While one facet of the Indian woman consumer reflects her "dutiful" side the other side equally flaunts her new-found independence. And the fact of the matter is that she is, in equal parts Lalitaji and Lolita. Samajhdari, or practical smarts, she has in spades. Add to that a sophisticated and discerning eye for style. And you easily realise that as hard as Lalitaji is to fool, Lolita is that much harder to please.
And that's the evolutionary truth that marketers have to grasp very quickly. Where Lalitaji is all about respecting traditions and discharging duty, Lolita isn't afraid to indulge her individual self, without cost or damage to others around her. And in doing so, she's fine-tuning her balancing act into an art that few of her contemporaries around the world can match.
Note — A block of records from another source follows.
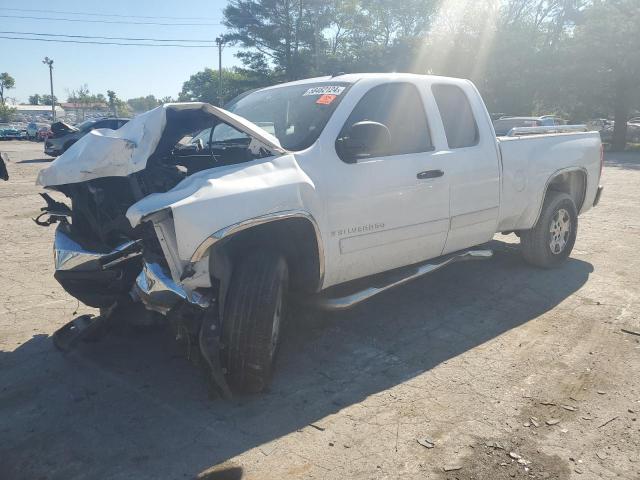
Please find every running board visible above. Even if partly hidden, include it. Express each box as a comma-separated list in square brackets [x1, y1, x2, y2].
[313, 250, 493, 310]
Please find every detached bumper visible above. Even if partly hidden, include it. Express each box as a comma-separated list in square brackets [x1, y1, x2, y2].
[53, 224, 141, 308]
[593, 185, 604, 207]
[134, 263, 210, 315]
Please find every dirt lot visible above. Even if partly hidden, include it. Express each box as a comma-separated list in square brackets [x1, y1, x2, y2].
[0, 142, 640, 480]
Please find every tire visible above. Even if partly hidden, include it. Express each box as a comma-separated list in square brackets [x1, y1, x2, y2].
[520, 191, 578, 268]
[221, 252, 289, 393]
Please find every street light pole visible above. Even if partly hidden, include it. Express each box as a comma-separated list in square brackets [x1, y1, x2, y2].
[42, 57, 56, 122]
[216, 37, 224, 107]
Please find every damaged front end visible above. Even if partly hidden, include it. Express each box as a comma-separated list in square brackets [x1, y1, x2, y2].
[35, 103, 284, 394]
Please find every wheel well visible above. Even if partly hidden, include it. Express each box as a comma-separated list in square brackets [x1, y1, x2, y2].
[214, 218, 321, 293]
[545, 170, 587, 212]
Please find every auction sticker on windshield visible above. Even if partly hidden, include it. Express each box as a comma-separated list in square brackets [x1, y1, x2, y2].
[316, 93, 338, 105]
[303, 85, 347, 97]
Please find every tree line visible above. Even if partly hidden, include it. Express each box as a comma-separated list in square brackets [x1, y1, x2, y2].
[179, 0, 640, 149]
[0, 0, 640, 149]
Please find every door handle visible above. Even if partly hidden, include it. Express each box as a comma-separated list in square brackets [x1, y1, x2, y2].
[416, 170, 444, 180]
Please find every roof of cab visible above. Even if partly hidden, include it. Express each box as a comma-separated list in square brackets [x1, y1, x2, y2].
[260, 73, 468, 90]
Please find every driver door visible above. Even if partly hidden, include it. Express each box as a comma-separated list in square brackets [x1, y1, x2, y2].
[325, 82, 449, 286]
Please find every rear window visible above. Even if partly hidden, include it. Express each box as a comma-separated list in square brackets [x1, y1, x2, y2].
[431, 85, 479, 148]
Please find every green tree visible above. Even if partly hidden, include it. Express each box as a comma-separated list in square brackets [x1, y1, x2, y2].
[0, 72, 16, 105]
[0, 103, 18, 122]
[223, 0, 328, 80]
[178, 68, 255, 105]
[565, 0, 640, 150]
[127, 95, 160, 113]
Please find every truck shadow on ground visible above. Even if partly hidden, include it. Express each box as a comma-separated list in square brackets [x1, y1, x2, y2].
[0, 241, 593, 479]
Lolita takes the traditional and contemporises it. Lalitaji takes the new into the pallu of her sari easily. And she's able to do this because of a few unique things about her generation. She's the first to grow up without the baggage of the Raj era. She's grown up grooming the internet generation, and has seen all the advances first hand along the way. And she's grown up without bottling up her own aspirations.
Most importantly, whether she belongs to the elite class in South Delhi or the middle-class in Bhatinda, she has a certain mindset. Call her the Affluential Indian Woman. She will not settle for anything less than the best that her money and time can get her. And she populates her home and her life with not just one or two but multiple things, along the spectrum from traditional to contemporary. After all, she plays out multiple roles daily. Why shouldn't her choices reflect all these roles?
From classy Kanjeevarams and Banarasi silks and the ubiquitous salwar-kameez to the casually chic jeans and t-shirt, her wardrobe straddles her myriad moods and roles.
From hair oils to conditioners, from henna to streaks, from Chandan and haldi to moisturisers, she grooms and preens as the occasion demands.
"The Indian woman consumer isn't a moron. If anything, she's an oxymoron."
From whipping up dosa batter to serving up steaming pancakes with maple syrup on the side; from navratan korma to fettuccini alfredo; kitchen shelves where sambhar powder and garam masala rub shoulders with oregano and vinegar; from crafting exotic dishes at home to being at home in new restaurants around town. Nowhere is reverse-McDonaldsation more visible than the effect that Lalitaji /Lolita has on what we eat. There's a reason why Haldiram is as popular as Pizza Hut. It's the same reason global food giant Frito-Lay (a PepsiCo company) proudly proclaims rajma as a flavour influence, alongside sour cream, jalapenos and French onion.
From upholding traditions such as Karwa Chauth and Diwali to celebrating new ones like Mother's Day and Valentine's Day, she has embraced diverse ways to indulge herself and the ones she loves.
And as much as non-urban women are taking to "western" products like shampoos and fairness creams, urban women are discovering the joys of going back to the basics with organics.
The truth in all of this clearly underlines what was said at the beginning of this piece. The Indian woman consumer isn't a moron. If anything, she's an oxymoron. And one who is completely at peace with the many paradoxes that are her life. Lalitaji and Lolita both reside in the same person. Happily.